Microsoft Foundry Blog

8 MIN READ

How to build a personal finance app using Azure

Microsoft

Jan 25, 2021

AI allows you to deliver breakthrough experiences in your apps. With Azure Cognitive Services, you can easily customize and deploy the same AI models that power Microsoft’s products, such as Xbox and Bing, using the tools and languages of your choice.

In this blog we will walk through an exercise that you can complete in under an hour and learn how to build an application that can be useful for you, all while exploring a set of Azure services. If you have ever wanted to get your financial transactions in order, look no further. With this exercise, we’ll explore how to quickly take a snap of a receipt from your phone and upload it for categorization, creating expense reports, and to gain insights to your spending. Remember, even though we’ll walk you through each step, you can always explore the sample code and get creative with your own unique solution!

Features of the application:

Snap a picture of your receipt and upload it using your smartphone
Extract relevant data from the images: Who issued the receipt? What was the total amount? What was purchased? All of this information can be effortlessly stored for exploration
Query the data: bring your receipts to life by extracting relevant and insightful information

Prerequisites

If you don't have an Azure subscription, create a free account before you begin. If you have a subscription, log in to the Azure Portal.
You will need to have python installed locally to run some of the samples.

Key Azure technologies:

Azure Form Recognizer scans image documents with optical character recognition and extracts text, key/value pairs, and tables from documents, receipts, and forms.
Form Recognizer’s prebuilt receipt model specifically extracts receipt data
Azure Blob Storage is used to store data
Azure Cognitive Search enriches the data by making it easily identifiable

Solution Architecture

App Architecture Description:

User uploads a receipt image from their mobile device
The uploaded image is verified and then sent to the Azure Form Recognizer to extract information
The image is analysed by the REST API within the Form Recognizer prebuilt receipt model
A JSON is returned that has both the text information and bounding box coordinates of the extracted receipt data
The resulting JSON is parsed and a simpler JSON is formed, saving only the relevant information needed
This receipt JSON is then stored in Azure Blob Storage
Azure Cognitive Search points directly to Azure Blob Storage and is used to index the data
The application queries this search index to extract relevant information from the receipts

Another visual of the flow of data within the solution architecture is shown below.

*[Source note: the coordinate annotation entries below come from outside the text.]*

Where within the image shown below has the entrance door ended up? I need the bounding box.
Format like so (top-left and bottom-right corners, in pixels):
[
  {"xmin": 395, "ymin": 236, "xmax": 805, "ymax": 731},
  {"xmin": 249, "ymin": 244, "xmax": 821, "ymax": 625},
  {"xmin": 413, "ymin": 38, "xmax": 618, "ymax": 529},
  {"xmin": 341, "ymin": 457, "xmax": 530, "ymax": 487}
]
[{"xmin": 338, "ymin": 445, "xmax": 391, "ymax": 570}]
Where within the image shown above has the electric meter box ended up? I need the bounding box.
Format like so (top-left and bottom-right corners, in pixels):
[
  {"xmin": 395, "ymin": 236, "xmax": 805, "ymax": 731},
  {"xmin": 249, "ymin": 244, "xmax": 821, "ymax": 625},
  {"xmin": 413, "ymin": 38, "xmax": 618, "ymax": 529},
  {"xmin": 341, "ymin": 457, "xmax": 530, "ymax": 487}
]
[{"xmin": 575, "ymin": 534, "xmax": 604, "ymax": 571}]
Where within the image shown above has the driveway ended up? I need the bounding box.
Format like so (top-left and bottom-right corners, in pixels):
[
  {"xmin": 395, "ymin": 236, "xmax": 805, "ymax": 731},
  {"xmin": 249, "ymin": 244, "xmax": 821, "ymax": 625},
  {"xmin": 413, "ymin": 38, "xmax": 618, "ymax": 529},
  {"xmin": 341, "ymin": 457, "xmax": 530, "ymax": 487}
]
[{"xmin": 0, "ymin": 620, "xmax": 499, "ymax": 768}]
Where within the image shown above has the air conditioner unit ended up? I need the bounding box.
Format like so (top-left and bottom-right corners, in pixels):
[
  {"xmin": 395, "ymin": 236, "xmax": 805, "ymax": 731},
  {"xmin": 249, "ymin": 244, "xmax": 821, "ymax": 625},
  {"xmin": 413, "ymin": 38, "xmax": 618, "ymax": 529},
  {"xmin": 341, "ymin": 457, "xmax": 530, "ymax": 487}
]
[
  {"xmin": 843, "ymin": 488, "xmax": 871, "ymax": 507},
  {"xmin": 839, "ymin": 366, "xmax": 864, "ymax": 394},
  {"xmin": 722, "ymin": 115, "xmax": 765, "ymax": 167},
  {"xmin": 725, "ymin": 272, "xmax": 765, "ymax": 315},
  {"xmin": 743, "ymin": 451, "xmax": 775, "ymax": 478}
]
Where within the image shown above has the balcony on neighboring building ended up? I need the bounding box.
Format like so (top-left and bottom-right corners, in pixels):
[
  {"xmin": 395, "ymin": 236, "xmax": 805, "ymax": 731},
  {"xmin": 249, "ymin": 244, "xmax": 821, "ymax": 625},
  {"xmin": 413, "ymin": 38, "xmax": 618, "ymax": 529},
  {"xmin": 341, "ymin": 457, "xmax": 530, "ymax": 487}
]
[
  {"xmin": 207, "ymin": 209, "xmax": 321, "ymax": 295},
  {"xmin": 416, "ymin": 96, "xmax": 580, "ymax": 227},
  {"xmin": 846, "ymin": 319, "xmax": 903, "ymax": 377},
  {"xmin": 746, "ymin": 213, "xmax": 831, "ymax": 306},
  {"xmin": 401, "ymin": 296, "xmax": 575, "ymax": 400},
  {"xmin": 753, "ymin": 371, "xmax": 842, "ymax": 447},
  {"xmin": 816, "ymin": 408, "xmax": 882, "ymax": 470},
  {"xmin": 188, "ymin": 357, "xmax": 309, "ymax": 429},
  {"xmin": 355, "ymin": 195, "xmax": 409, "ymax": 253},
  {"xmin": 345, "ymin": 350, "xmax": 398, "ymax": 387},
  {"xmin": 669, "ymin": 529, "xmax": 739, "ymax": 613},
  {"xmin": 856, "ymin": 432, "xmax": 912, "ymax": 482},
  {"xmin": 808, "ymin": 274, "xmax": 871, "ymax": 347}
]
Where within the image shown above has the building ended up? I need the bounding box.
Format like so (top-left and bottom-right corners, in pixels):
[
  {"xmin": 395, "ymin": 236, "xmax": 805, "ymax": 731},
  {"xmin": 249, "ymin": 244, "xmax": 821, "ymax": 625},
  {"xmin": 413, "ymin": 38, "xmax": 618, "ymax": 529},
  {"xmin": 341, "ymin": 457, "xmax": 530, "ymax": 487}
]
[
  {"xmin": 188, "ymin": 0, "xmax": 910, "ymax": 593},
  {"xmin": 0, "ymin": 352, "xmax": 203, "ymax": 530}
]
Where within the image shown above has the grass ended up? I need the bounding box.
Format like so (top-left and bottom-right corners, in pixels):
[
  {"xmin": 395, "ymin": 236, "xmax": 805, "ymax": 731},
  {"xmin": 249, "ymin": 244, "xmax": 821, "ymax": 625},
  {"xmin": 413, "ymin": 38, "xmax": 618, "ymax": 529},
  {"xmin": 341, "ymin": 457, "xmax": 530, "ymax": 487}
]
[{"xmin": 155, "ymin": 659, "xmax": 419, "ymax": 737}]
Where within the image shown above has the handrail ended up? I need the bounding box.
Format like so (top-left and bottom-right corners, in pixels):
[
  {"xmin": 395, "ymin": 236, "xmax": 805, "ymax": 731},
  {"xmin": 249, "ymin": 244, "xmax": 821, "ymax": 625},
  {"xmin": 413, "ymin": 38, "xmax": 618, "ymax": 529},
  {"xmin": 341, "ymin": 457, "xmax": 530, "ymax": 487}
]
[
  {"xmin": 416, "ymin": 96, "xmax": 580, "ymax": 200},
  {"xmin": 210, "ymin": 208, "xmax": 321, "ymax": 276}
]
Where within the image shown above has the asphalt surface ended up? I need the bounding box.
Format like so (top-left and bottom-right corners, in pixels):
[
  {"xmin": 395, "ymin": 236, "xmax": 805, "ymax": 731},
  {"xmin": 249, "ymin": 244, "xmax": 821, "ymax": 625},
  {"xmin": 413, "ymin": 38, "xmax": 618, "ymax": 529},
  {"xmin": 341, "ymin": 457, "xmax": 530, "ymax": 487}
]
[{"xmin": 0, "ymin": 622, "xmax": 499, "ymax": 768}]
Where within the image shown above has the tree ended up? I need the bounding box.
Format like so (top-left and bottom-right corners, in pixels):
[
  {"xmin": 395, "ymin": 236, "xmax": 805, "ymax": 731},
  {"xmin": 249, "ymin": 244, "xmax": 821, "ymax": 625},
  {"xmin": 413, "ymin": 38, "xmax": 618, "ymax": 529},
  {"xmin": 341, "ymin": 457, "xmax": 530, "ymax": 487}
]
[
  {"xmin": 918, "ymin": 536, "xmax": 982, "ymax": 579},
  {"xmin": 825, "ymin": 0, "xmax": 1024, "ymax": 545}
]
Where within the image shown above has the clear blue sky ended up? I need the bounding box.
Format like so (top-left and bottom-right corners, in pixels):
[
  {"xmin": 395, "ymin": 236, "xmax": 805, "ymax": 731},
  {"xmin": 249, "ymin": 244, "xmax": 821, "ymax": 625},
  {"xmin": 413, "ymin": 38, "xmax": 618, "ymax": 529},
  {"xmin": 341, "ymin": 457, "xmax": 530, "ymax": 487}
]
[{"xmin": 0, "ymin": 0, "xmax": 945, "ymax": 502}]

Now that we’ve explored the technology and services we’ll be using, let’s dive into building our app!

Implementation

To get started, data from receipts must be extracted; this is done by setting up the Form Recognizer service in Azure and connecting to the service to use the relevant API for receipts. A JSON is returned that contains the information extracted from receipts and is stored in Azure Blob Storage to be used by Azure Cognitive Search. Cognitive Search is then utilized to index the receipt data, and to search for relevant information.

High level overview of steps, along with sample code snippets for illustration:

Go to the Azure portal and create a new Form Recognizer resource. In the Create pane, provide the following information:

Name	A descriptive name for your resource.
Subscription	Select the Azure subscription which has been granted access.
Location	The location of your cognitive service instance. Different locations may introduce latency, but have no impact on the runtime availability of your resource.
Pricing Tier	The cost of your resource depends on the pricing tier you choose and your usage. For more information, see the API pricing details.
Resource Group	The Azure resource group that will contain your resource. You can create a new group or add it to a pre-existing group.

After Form Recognizer deploys, go to All Resources and locate the newly deployed resource. Save the key and endpoint from the resource’s key and endpoint page somewhere so you can access it later.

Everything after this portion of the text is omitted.